Log(relative abundance (%)+0.0001) of significantly differentially abundant taxa by diabetes status identified by ≥3 DA tools using method 1 or 2 across all sample types and time points. Significant comparisons are coloured purple, while all others are non-significant. Family Pasteurellaceae and order Pasteurellales are combined due to Pasteurellales being entirely made up of Pasteurellaceae in this cohort. The horizontal bar represents the median. S, swab; R, rinse; E, early time point; L, late time point.
Using count data as input for all tools (method 2) resulted in additional taxonomy differences that were not consensus in method 1. In rinse samples at the late time point, ALDEx2, MaAsLin2 and LinDA identified Haemophilus, Pasteurellaceae and Proteobacteria as increased in controls, and these tools plus DESeq2 identified Pasteurellales as increased (Fig. 4d, g, h). Flavobacteriaceae was found to be increased in T2DM in swab samples at the late time point (Fig. 4f). In this study, Flavobacteriaceae was largely composed of the genus Capnocytophaga.

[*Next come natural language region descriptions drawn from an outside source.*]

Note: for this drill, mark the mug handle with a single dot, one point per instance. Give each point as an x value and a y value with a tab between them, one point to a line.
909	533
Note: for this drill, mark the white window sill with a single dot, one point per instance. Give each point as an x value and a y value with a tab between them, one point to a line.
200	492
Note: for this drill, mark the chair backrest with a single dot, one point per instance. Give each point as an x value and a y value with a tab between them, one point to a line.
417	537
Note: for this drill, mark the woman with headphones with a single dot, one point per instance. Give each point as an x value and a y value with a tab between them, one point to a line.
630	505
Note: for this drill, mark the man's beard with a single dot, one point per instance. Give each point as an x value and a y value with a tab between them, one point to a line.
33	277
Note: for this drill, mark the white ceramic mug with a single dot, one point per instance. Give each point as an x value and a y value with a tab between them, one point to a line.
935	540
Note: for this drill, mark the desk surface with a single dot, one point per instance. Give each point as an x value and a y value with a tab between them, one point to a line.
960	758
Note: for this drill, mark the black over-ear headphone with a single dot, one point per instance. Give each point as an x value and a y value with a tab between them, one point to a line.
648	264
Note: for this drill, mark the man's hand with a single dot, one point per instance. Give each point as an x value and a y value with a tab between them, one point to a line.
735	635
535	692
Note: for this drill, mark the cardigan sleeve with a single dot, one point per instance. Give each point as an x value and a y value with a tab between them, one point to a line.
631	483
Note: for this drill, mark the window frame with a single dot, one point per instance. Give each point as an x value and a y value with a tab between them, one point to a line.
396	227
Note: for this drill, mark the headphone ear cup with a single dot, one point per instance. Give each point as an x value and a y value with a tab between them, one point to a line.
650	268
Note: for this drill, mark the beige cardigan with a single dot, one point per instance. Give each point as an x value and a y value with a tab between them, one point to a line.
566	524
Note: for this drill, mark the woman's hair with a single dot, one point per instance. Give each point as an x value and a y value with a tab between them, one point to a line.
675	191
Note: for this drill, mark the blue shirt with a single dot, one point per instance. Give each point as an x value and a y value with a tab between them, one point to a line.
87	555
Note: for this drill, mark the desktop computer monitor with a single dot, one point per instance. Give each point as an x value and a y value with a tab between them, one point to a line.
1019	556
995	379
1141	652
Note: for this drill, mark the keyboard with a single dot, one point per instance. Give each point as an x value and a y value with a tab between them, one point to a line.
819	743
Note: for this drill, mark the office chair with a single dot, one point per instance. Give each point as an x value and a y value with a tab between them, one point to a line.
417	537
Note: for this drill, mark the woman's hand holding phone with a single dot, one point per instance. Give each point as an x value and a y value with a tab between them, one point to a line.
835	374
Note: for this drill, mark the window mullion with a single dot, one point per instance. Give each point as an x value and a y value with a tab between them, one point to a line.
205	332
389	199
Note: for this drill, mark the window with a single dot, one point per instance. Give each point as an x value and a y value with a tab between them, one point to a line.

Notably, when present, all differentially abundant species were low abundance with a median of 0.7% (IQR: 0.3–1.3%), 1.1% (IQR: 0.29–2.5%) and 0.5% (IQR: 0.08–5.1%), respectively (Fig. 4a–c), and do not appear in the rarefied data used for alpha diversity analysis. This is troubling as there was a significant difference in the sequencing depth between controls and T2DM in swab samples with T2DM samples having a greater sequencing depth (Fig. S2AB). This was not the case for rinse samples, which had no difference in sequencing depth (Fig. S2CD). This raises the question of whether this difference is simply a product of the difference in sequencing depth resulting in non-detection in the control group. Rarefaction, whilst recommended prior to alpha diversity analysis, is not generally recommended prior to DA analysis, due to the loss of data [49], though it may be necessary when the sequencing depth correlates with the grouping of interest [26]. As described above, the species of interest do not appear following rarefaction to the level used in the alpha diversity analysis. Hence, to examine this relationship, we would need to select a higher threshold, resulting in the loss of both sequencing depth and samples, both contributing to an overall loss of sensitivity. Instead, we took a subset of controls with sequencing depth comparable to the T2DM samples, as described in the Methods section, and repeated the analysis on this subset, reducing sample size but not sequence depth (Fig. S2EF). No significant differences were now detected between these two groups (Table S3), suggesting that the detected differences in the full cohort may indeed be a product of sequencing depth. However, whilst not significant, the rinse samples at the late time point follow a similar trend of increased C. leadbetteri SGB2492, N. elongata SGB9447, Capnocytophaga and Flavobacteriaceae in T2DM participants (Fig. 4), with no significant difference in sequencing depth across rinse samples (Fig. S2CD). Additionally, these taxa largely do not appear at the early time point despite similar sequencing depths across time points (Fig. S3D). Ultimately, this result needs to be confirmed in a cohort of greater sample size and depth.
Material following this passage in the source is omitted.